2D (and higher dimensions) linear interpolation

Probably embarrassing simple question, how to perform linear interpolation on a 2D dataset (a table) given x and y inputs?
(And higher dimensions for that matter, but 2D is my current need)

In order answer, we need better description of your problem.

My idea:

A LinearSpline (no problem with this one) is given by x’s and y’s and interpolate functions return linearly interpolated values as a function of these given a one dimensional input value(t).

A BilinearSpline (don’t know if correct term) could be constructed by giving the x’s of one dimension, the x’s of the other dimension and all the y’s in the intersections between x’s.
Interpolate function would thus take two input values (the t’s in each dimension) and return a final Bilinearly interpolated result.

And of course this could possibly be extended to any dimension.

Let me use my own notation. Consider a set of tuplets (Xi, Yi, Zi) for i = 1,n which are considered to be observations of a function f(X,Y) = Z. We want to estimate Zj for point (Xj, Yj), and we want to do it in a linear fashion based on a subset of tuplets.

Three points define a plane. Four or more points will, in general, not lie in a plane. If we choose three points to use, we can define a linear extrapolation. It’s not easy to choose the three points, however.

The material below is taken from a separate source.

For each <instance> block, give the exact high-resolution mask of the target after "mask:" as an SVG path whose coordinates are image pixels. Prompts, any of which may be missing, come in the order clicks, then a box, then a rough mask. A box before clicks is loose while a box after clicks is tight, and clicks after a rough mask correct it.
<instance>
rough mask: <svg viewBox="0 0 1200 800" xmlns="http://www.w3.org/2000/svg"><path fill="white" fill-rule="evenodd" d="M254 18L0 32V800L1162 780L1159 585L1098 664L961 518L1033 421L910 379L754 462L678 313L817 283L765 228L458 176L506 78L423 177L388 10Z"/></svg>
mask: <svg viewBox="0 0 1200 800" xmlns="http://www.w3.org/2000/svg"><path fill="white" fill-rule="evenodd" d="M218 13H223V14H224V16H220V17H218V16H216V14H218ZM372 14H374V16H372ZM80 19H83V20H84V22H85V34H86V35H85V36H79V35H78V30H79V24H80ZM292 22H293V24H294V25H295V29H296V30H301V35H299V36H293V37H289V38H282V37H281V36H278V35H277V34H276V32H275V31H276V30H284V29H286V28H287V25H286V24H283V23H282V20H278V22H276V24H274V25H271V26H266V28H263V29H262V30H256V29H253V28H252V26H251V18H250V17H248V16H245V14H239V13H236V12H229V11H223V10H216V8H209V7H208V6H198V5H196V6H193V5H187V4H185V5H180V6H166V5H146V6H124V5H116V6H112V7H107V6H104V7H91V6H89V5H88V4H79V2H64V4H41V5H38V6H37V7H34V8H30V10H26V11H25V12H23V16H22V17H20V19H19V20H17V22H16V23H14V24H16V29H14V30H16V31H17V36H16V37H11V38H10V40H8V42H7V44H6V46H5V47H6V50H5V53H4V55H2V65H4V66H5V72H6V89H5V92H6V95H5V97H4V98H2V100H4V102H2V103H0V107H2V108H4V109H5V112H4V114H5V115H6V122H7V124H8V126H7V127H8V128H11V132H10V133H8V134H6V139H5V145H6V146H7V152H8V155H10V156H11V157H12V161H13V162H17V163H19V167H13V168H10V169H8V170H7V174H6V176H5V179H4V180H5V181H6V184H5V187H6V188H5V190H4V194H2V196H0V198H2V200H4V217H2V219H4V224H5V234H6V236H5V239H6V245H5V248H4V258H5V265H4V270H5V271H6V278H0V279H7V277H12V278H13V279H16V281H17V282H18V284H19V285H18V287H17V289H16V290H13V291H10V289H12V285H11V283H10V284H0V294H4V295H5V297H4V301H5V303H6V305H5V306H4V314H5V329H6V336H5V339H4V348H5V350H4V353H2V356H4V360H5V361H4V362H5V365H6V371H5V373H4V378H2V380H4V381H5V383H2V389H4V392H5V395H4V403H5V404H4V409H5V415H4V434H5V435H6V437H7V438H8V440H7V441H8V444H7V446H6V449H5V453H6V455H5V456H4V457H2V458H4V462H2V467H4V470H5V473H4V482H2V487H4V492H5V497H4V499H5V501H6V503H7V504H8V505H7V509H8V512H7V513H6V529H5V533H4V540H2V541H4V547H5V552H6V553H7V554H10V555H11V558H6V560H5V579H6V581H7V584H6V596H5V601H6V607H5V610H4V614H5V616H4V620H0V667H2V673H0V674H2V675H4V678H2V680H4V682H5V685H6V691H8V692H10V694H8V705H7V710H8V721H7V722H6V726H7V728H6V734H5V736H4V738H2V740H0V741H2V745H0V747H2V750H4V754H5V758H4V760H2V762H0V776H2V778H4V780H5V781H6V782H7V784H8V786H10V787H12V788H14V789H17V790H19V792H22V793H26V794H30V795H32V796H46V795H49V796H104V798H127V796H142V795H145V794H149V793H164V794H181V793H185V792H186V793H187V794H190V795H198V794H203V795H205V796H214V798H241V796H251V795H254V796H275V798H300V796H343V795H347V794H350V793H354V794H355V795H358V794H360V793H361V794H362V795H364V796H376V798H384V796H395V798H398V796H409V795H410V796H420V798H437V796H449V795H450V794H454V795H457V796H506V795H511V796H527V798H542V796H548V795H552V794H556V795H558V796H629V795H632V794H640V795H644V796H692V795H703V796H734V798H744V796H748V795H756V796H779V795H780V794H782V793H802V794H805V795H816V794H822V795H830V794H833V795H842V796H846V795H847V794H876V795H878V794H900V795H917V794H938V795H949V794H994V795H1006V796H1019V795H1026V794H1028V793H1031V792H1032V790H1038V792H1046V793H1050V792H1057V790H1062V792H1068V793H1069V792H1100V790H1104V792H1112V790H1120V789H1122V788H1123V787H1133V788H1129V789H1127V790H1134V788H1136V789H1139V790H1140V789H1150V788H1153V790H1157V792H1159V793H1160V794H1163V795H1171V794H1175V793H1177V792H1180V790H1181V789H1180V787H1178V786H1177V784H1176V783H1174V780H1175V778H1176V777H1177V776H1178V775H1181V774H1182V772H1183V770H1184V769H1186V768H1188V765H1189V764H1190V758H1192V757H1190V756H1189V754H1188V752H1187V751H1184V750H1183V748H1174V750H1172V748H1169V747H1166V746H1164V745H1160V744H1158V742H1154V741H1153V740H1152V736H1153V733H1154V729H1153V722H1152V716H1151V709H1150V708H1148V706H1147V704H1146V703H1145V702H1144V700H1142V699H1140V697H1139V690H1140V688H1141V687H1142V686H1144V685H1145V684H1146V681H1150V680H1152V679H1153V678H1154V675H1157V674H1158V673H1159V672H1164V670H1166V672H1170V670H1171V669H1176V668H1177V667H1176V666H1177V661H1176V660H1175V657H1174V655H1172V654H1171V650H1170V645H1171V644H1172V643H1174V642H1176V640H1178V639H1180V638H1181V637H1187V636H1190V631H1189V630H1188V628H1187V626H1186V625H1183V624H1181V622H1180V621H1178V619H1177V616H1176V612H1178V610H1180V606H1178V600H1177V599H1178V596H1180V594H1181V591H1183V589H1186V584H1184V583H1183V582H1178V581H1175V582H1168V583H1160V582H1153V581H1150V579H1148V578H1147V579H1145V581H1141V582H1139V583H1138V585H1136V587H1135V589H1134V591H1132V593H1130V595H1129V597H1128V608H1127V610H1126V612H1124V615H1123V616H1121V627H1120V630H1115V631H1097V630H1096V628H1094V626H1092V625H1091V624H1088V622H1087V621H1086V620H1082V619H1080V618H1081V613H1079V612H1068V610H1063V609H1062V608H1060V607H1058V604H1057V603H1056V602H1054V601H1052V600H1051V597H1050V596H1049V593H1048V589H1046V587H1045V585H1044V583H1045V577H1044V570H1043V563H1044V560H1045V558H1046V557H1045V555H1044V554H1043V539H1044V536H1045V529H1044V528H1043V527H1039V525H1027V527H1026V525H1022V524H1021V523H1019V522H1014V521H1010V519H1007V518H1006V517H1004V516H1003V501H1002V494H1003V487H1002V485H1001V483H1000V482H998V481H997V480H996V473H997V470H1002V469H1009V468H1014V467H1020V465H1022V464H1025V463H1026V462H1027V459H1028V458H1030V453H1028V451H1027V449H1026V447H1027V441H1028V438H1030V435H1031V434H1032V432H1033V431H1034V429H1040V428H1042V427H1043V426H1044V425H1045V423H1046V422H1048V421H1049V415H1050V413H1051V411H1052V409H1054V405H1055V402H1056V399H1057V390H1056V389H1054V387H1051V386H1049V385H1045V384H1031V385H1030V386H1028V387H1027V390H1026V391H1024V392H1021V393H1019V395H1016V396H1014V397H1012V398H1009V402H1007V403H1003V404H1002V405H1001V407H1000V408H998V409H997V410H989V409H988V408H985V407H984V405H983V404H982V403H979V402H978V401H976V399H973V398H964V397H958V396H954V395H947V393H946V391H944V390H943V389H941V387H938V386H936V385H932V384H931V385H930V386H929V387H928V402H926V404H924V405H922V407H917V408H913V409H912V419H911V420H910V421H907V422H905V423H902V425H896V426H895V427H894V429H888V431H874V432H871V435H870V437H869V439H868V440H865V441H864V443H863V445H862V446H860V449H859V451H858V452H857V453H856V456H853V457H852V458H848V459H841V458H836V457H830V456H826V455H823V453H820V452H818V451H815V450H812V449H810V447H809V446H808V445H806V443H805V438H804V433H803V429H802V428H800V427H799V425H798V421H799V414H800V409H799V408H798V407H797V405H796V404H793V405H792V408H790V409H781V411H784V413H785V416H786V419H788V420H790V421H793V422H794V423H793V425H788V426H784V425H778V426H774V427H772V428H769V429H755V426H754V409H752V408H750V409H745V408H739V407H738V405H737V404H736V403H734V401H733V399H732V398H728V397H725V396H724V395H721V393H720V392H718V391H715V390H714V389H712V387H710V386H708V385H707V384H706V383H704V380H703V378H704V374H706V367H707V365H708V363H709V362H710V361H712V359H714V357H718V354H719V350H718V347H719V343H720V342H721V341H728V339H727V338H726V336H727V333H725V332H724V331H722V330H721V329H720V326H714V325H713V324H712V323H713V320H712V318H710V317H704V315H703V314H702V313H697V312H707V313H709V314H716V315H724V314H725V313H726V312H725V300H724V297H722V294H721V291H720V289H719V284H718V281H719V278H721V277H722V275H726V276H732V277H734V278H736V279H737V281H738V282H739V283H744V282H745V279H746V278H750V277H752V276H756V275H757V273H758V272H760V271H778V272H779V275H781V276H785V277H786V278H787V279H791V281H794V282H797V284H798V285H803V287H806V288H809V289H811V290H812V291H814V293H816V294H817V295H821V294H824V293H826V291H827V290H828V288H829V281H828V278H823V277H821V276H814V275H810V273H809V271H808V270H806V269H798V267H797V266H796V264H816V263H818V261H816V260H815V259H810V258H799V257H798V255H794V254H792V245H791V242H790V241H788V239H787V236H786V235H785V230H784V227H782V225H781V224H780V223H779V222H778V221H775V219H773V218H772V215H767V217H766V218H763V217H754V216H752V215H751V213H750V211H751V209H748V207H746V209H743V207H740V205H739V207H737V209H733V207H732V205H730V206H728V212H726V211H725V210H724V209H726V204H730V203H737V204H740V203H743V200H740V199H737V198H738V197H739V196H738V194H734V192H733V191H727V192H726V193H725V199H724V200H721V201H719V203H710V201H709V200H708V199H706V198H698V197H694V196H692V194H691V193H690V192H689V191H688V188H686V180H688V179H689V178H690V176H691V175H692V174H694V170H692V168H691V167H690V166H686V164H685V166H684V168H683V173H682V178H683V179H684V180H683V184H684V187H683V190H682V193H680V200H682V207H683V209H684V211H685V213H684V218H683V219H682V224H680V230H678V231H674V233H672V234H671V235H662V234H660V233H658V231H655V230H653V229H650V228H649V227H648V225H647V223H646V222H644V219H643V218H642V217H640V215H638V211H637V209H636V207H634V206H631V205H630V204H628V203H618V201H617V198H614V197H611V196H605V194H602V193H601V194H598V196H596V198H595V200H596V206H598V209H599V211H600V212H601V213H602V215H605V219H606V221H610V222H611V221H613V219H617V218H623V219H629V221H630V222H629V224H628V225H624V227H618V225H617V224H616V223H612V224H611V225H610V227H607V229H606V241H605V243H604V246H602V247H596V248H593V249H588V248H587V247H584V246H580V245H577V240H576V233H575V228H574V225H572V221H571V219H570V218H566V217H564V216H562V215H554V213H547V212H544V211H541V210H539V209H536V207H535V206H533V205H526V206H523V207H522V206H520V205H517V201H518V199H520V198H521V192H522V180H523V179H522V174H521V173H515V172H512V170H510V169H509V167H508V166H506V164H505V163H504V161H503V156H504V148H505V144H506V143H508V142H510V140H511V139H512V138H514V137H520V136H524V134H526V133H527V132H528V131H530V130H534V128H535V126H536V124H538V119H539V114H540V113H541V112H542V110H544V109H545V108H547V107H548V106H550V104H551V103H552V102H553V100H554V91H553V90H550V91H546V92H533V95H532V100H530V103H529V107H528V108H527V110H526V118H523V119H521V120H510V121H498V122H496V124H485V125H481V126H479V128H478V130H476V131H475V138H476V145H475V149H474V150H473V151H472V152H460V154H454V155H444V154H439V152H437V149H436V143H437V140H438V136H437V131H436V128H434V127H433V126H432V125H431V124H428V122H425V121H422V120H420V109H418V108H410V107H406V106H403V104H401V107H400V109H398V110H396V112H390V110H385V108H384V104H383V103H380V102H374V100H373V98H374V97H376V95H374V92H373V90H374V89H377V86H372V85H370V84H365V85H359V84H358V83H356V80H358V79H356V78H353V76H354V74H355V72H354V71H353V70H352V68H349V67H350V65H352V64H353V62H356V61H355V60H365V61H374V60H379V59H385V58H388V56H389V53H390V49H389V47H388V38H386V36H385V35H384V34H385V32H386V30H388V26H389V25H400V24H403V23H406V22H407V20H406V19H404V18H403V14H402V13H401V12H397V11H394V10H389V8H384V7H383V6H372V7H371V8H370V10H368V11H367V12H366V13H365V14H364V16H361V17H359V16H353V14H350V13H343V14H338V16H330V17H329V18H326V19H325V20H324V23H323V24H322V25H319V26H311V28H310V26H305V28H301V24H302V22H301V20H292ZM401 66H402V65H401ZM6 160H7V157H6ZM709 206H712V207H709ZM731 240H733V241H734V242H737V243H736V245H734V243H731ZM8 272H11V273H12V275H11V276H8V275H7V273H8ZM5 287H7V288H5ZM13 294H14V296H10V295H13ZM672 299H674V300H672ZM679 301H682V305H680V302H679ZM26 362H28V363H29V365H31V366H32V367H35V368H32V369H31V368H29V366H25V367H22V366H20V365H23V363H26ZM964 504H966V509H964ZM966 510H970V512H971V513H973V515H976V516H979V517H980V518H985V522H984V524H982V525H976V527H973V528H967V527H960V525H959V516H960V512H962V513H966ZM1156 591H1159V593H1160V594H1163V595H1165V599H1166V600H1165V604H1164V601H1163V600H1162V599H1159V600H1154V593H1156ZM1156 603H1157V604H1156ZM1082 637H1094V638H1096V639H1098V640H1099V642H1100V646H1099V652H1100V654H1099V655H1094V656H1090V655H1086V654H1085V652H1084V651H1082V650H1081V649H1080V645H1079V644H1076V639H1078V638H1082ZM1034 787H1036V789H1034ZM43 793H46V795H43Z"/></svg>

My points are “quadratic” and not triangular.
I solved it by making linear splines for each of the rows in the table, finding the nearest 2 splines in Y direction, interpolating these 2 splines with given x value which are stored as R1 and R2.Then making a new linear spline on these R’s and correcsponding Y values (could be done more directly, but I am too lazy) and finally interpolating the last spline giving me correct result.
I made an extension method for this and it works ok, but perhaps something for the library?
Note that it doesn’t matter if the “original” splines were row or column based and then “turning it all around” => same result.